試験化合物の１．１５ｍｇ／ｍｌ溶液を、５５０μｌ／時間で２分間の傾斜注入（ramped infusion）後、５０μｌ／時間で１５分間又は４時間の毎日注入で、静脈内（ＩＶ）に注入した。（プロジェクションは試験化合物のＣＩを基にした）。ＦＲＥ／ｅｒｂＢ２腫瘍（サイズ〜１００ｍｍ^３）を持つ無胸腺雌マウスを、ビヒクル、経口投与による試験化合物又は静脈内投与による試験化合物で処置した。体重の変化と腫瘍の測定は一定間隔（第１、３、５、及び７日）で取得した。試験は７日間実施した。試験終了時に血漿及び腫瘍サンプルをＰＫ及びＰＤ分析用に摘出した。対照及び試験化合物動物における抗腫瘍効果、腫瘍容積、体重変化、試験化合物の血漿中濃度、並びにｐ−ｅｒｂＢ２（ｅｒｂＢ２受容体のリン酸化形）阻害の結果を表１に示す。
表１

括弧内の数値は平均体重（ｇ）；^＊ビヒクル（ＩＶ）群と比較
ＰＯ、ＱＤ試験 Ｎ＝６；ＩＶ、ＱＤ試験 Ｎ＝４
％ＧＩ＝成長阻害％
試験化合物の毎日経口投与で処置した動物に約５４％の腫瘍成長阻害が達成された。第７日の投与０．５時間後の血漿中濃度は１４６０ｎｇ／ｍｌであった。試験化合物による処置は安全で、何らの体重減少も死亡も起こさなかった。

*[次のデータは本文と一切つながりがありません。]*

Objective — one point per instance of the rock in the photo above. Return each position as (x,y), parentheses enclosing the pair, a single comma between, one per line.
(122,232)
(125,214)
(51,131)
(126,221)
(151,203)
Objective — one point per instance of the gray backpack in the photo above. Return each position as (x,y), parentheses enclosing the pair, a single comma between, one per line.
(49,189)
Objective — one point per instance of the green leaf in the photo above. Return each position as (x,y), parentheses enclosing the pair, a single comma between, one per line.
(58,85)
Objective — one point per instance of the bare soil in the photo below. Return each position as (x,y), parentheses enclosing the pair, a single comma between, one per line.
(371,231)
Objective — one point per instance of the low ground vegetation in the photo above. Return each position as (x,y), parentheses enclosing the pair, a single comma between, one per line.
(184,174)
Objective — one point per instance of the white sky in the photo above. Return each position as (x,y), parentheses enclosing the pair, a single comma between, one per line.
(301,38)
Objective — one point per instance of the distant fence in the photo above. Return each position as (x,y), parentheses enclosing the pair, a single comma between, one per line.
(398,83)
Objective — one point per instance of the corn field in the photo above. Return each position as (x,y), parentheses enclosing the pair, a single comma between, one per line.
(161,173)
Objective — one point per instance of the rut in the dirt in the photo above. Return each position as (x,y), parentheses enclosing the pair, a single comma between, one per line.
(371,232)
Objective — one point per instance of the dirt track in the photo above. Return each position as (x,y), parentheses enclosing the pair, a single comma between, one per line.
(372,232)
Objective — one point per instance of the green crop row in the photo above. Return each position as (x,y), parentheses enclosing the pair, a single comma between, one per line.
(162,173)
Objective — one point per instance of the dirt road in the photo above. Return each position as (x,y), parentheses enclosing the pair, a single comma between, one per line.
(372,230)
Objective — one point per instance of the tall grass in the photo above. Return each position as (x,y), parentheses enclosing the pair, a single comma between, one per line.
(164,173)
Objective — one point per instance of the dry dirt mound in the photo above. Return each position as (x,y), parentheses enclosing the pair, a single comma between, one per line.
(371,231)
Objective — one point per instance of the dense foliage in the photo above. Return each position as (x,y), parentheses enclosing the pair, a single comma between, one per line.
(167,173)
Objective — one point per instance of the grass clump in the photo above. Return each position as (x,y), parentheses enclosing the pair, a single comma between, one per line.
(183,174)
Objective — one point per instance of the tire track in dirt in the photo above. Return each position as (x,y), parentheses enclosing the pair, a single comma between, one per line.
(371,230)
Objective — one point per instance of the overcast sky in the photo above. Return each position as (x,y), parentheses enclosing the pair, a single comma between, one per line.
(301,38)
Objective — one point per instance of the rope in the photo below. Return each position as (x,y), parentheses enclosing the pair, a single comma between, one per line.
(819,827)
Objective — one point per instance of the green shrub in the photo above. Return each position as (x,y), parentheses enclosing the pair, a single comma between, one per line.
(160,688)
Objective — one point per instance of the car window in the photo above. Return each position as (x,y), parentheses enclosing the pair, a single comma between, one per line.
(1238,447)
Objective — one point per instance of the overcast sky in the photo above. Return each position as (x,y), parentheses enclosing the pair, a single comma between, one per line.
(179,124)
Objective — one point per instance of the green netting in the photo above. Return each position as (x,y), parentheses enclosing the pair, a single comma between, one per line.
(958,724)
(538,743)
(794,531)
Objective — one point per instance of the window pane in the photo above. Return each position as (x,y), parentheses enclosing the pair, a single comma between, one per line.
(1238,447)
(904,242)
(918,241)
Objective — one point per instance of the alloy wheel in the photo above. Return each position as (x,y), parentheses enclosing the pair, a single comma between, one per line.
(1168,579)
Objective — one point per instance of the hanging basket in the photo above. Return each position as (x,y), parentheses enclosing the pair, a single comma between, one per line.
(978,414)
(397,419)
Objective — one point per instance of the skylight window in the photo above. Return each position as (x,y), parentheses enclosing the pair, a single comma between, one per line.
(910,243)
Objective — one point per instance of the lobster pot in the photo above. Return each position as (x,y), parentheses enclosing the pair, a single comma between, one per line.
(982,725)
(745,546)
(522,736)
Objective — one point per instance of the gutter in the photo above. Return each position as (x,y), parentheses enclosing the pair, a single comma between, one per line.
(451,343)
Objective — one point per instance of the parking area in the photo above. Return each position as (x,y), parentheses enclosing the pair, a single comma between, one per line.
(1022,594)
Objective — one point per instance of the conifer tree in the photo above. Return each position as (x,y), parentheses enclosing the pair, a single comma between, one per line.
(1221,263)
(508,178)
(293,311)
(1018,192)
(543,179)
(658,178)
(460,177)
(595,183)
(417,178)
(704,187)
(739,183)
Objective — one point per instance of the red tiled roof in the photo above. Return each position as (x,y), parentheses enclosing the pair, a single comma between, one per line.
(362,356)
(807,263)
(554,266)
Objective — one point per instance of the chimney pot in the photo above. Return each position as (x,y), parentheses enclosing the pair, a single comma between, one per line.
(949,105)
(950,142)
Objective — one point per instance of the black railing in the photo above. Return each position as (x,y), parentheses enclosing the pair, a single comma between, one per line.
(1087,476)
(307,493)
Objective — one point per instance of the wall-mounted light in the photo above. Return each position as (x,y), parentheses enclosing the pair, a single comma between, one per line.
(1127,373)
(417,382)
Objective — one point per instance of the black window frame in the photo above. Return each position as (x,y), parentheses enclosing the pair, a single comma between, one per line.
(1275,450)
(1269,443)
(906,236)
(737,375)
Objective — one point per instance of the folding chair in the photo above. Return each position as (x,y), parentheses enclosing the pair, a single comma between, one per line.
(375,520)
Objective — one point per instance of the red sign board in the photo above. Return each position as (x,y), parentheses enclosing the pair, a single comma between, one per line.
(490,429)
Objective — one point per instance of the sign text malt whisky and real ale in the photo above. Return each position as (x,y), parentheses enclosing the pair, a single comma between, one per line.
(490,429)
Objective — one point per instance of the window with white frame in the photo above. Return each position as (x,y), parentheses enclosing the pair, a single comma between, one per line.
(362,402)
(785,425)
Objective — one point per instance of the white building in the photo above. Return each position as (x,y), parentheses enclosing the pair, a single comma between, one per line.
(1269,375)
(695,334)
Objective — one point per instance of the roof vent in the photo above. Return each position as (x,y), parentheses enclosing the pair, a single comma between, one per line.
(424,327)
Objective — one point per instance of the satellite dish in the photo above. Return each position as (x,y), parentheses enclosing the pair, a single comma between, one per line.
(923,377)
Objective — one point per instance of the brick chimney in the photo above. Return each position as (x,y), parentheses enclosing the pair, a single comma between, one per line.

試験化合物の毎日１５分間注入は約３４％の成長阻害をもたらした。これに対し、同等の注入を４時間／日にすると相当高い腫瘍成長阻害（７６％）をもたらした。このことは、閾値血漿中濃度を超えるカバレージ(coverage)期間がこのモデルにおける試験化合物の総体的な抗腫瘍効果に重要な価値を持つことを示唆している。これらの結果に基づくと、およその血漿中濃度５００ｎｇ／ｍｌで４時間／日カバー（ＡＵＣ）すると、実質的なＦＲＥ／ｅｒｂＢ２腫瘍成長阻害を起こすのに足りると結論づけることができる。暴露期間又はＡＵＣ（カバレージ）が効果に著しく影響を及ぼしている。すなわち、毎日のＣ_ｍａｘだけでこのモデルにおける効果を説明することはできない。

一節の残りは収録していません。